“This time, it’s personal!”
“Masuhiro’s Escape – Part 3”
INCONSISTENCY: Two pages back, Suzuka refers to Yorikiro only as “Samurai Boy” but here Masuhiro seems aware that they are hunting Yorikiro Wataro.
Right, he gets his info from the bandits earlier in the book. Her phrase merely supports it.
Yeah, I was reading backwards through the pages for an alternative view/experience/perspective that can sometimes help to catch things.
Need a comma between “Sorry” and “Masuhiro,” and “Good night” is two words.
Fixed! While I was at it, I switched out the “good night”, as it felt rather redundant.
GRAMMAR SNOBS. EVERYWHERE.
If he keeps escaping like this he’ll build up a tolerance to the knockout drugs, then they won’t be able to stop him!

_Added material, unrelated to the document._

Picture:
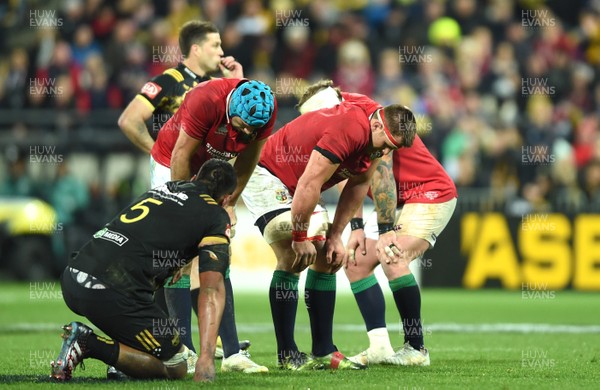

Hey, it’s a plan! …of sorts.
That or the “distraction” will stop him. Perverted old man
Well, at least he won’t have any problem with material for his pleasant dreams.
One would think he would learn that sticking around after escaping his cell equals getting recaptured. Somehow, his learning curve seems fairly horizontal…
one day masuhiro… one day, your time will come
But that day is not to-day. 😜
After being knocked out by those two, who wouldn’t have a pleasant dream?😅
You know, for a very straightforward Samurai/Daimyo, he’s pretty good at being sneaky.